There are a few things you can do, such as finding the cause of sneezing, symptom-relieving and trying to prevent sneezing as a symptom in the first place.
The best thing you can do is to try to find the cause of the sneezing, maybe with the vet’s help!
Is it mold? Is it a flea bite allergy? Is something stuck in your cat’s nose? Did your cat catch a cat cold? Is there something more serious going on?
You will know better what to do after the cause is found.
3. What Can I Give My Cat For Sneezing?
This depends on the circumstances.
Let’s say you know your cat is allergic to pollen and you know from previous experience that a specific medicine eases the symptoms and it works well for your cat. In this case, feel free to give your cat that medicine as it will help them.
If you don’t know the cause of your cat sneezing, it’s best you don’t experiment with different medication and treatments, as this can back-fire and actually harm your cat.
It can happen that your cat has a cat cold caused by a virus and you think giving antibiotics will help cure the cold. It will not, since antibiotics are made to treat bacteria and not viruses.
If you notice the sneezing is persistent, accompanied by other symptoms and does not go away after a day or two,visiting the vet is the best choice for your cat!
4. What Are Some Signs That A Cat Is Sick?
If your cat is sick, it will usually have some observable symptoms. The type of symptoms and the severity of them really depends on your cat’s illness.
Different diseases can have completely different symptoms, but often, different diseases share many of the same symptoms.

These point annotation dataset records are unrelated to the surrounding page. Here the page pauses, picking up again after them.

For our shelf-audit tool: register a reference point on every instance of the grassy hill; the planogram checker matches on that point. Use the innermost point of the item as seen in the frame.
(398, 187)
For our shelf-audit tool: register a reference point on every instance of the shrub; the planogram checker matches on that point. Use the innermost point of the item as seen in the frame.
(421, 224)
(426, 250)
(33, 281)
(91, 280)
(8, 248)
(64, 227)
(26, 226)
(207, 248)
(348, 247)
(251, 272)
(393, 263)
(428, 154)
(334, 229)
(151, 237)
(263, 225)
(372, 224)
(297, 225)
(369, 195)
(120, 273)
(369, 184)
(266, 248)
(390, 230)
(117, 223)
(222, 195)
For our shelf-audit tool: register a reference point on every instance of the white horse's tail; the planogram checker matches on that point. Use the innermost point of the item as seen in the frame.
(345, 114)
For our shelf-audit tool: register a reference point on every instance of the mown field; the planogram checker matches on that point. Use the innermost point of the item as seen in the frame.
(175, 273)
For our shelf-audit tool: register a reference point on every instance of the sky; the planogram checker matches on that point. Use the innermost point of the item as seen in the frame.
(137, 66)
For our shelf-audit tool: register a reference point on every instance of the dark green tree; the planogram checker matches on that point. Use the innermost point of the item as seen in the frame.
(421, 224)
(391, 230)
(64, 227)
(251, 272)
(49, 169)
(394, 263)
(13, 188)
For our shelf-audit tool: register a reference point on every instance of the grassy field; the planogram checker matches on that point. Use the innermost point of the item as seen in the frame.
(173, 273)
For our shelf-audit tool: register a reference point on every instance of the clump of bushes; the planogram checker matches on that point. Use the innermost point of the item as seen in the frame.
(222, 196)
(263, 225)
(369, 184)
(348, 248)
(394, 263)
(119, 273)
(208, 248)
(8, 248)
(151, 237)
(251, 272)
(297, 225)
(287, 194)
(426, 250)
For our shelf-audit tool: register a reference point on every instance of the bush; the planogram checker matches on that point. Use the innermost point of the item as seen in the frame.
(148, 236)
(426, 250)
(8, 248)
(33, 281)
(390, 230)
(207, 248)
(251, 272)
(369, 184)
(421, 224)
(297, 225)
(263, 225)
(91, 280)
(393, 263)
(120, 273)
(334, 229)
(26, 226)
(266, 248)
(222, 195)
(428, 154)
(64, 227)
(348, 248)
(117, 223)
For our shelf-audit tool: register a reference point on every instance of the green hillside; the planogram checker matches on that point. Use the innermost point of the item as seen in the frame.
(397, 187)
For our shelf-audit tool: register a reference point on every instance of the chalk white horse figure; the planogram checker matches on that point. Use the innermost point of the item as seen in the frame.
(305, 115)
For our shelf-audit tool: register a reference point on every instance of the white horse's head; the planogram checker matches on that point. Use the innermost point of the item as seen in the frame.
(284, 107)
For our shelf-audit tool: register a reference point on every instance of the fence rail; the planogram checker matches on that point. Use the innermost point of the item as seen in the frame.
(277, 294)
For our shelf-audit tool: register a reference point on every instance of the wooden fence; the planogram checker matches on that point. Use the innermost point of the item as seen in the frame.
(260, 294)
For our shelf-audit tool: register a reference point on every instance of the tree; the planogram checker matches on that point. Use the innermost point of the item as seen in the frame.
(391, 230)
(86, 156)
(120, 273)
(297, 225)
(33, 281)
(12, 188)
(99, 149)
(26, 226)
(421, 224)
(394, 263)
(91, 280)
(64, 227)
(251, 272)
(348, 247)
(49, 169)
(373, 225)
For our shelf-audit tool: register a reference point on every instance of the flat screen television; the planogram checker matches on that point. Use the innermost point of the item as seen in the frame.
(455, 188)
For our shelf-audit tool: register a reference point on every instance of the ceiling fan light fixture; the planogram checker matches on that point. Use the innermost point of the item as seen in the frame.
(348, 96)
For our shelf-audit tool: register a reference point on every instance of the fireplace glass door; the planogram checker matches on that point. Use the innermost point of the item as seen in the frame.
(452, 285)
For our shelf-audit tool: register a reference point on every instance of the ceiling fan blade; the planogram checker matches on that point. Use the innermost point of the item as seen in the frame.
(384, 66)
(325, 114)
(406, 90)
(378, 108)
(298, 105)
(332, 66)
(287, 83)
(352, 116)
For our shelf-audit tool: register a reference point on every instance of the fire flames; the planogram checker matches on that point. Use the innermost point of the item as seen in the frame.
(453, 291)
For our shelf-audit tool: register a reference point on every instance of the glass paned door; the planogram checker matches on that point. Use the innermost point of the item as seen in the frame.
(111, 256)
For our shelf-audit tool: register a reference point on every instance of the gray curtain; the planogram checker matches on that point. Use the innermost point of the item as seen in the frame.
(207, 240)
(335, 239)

General signs your cat is not feeling well include:
• loss of energy
• weight loss
• not being social
• change in appetite
• vomiting and diarrhea
• presence of nose discharge
Depending on how fast these symptoms develop and their severity, you can decide on whether to go to the vet or not. Of course, if there are a lot of symptoms, they appear suddenly, or are intensive – go to the vet as soon as possible!
Every cat sneezes once in a while. If the sneezing is frequent and doesn’t stop after some time, there may be an underlying issue.
If your cat keeps sneezing but seems fine, there is most likely nothing to worry about! It could be a simple pollen allergy or something stuck in your cat’s nose.
Sneezing may seem like a minor issue, but it can be just a symptom of a more serious disease that your cat is dealing with.
You will recognize if your cat has been sneezing more than usual. Pay attention to other symptoms your cat might be exhibiting, as they can be clues as to what’s happening with your cat’s health.
If the sneezing doesn’t go away and other symptoms appear, I suggest you visit a veterinary office. They will investigate and tell you the cause of your cat’s sneezing, what to do about it, which treatment option is best, or they may reassure you that you don’t need to do anything and just let the sneezing go away on its own.
Either way, if you notice your cat’s sneezing is getting out of hand and you tried everything you can do to stop it, visit a vet please!
Most of the diseases mentioned above are very common, so I am sure your feline friend will be completely fine, just take a quick trip to the vet to be 100% sure!